Varnish is an HTTP accelerator and a useful tool for speeding up a server, especially during a times when there is high traffic to a site. It works by redirecting visitors to static pages whenever possible and only drawing on the server itself if there is a need for an active process.

Installing Varnish

I assume you already have a web working with nginx. On your terminal, run this command one by one

sudo apt-get install apt-transport-https
curl https://repo.varnish-cache.org/ubuntu/GPG-key.txt | apt-key add -
echo "deb https://repo.varnish-cache.org/ubuntu/ trusty varnish-4.0" >> /etc/apt/sources.list.d/varnish-cache.list
sudo apt-get update
sudo apt-get install varnish

This will install the latest varnish 4 to your system. If you don’t add varnish repo, you’ll only get varnish 3 from official ubuntu repo. Just replace trusty with your version of ubuntu if you don’t use 14.04.

Configuring Varnish

Once you have varnish installed, you can start to configure them to ease the load on your virtual private server.

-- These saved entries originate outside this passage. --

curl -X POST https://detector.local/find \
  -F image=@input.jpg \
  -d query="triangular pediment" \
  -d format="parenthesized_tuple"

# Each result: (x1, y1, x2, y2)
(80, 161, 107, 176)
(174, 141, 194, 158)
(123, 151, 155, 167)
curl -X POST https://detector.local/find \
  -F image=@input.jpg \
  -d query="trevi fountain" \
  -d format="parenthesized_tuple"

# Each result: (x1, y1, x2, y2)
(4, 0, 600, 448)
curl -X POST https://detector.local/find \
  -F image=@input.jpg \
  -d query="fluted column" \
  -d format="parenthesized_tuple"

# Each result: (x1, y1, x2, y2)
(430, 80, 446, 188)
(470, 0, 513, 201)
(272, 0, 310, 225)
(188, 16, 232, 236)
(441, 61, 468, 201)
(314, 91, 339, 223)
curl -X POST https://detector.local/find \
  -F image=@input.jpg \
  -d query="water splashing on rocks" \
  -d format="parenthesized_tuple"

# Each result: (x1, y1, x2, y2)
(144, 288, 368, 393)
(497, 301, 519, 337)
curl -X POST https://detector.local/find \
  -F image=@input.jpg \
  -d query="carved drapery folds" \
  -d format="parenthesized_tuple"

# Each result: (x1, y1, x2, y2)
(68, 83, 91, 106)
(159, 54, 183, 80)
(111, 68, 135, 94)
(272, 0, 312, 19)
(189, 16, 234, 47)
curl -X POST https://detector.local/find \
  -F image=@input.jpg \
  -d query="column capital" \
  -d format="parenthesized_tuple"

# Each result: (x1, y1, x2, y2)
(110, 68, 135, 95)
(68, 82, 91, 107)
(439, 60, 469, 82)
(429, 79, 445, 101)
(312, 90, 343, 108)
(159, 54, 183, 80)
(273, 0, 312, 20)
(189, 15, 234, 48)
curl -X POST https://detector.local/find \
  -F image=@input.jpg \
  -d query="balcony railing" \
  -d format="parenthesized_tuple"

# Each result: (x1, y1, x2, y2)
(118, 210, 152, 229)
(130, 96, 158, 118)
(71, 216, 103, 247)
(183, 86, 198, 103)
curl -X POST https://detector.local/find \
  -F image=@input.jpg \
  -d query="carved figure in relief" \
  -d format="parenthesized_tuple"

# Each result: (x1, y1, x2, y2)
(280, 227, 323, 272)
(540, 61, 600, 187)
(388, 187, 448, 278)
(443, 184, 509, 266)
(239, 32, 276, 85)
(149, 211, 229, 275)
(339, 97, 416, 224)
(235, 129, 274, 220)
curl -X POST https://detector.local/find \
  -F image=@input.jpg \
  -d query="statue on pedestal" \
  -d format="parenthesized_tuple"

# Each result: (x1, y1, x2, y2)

Varnish will serve the content on port 80, while fetching it from nginx which will run on port 8080.

Go ahead and start setting that up by opening the /etc/default/varnish file:

sudo nano /etc/default/varnish

Find the lines under “DAEMON_OPTS”— in the Alternative 2 section, and change the port number by “-a” to 80. The configuration should match the following code:

 DAEMON_OPTS="-a :80 \
             -T localhost:6082 \
             -f /etc/varnish/default.vcl \
             -S /etc/varnish/secret \
             -s malloc,256m"

Next edit the file located at /etc/varnish/default.vcl. Change to port to from 80 to 8080 like below:

backend default {
    .host = "127.0.0.1";
    .port = "8080";
    .connect_timeout = 60s;
    .first_byte_timeout = 60s;
    .between_bytes_timeout = 60s;
    .max_connections = 800;
}

Because this server run Wordpress and Ghost, I need to tell Varnish to not cache the admin area of wordpress and ghost. Still on /etc/varnish/default.vcl I need to modify sub vcl_recv block into this

sub vcl_recv {
        if (!(req.url ~ "wp-(login|admin)")) {
                unset req.http.cookie;
        }

        if (!(req.url ~ "ghost")) {
                unset req.http.cookie;
        }
}

Now the next step would be to edit the port used by nginx. Each server(it you have it configured that way) would need to be switched from 80 to 8080. The location of my config files are /etc/nginx/sites-available.

Once you have made all of the required changes, restart varnish and nginx.

sudo service nginx restart
sudo service varnish restart

Accessing your domain should instantly take you to the varnish cached version. To test, you can run varnishstat, and that should give you live data as you access the domain affected by varnish.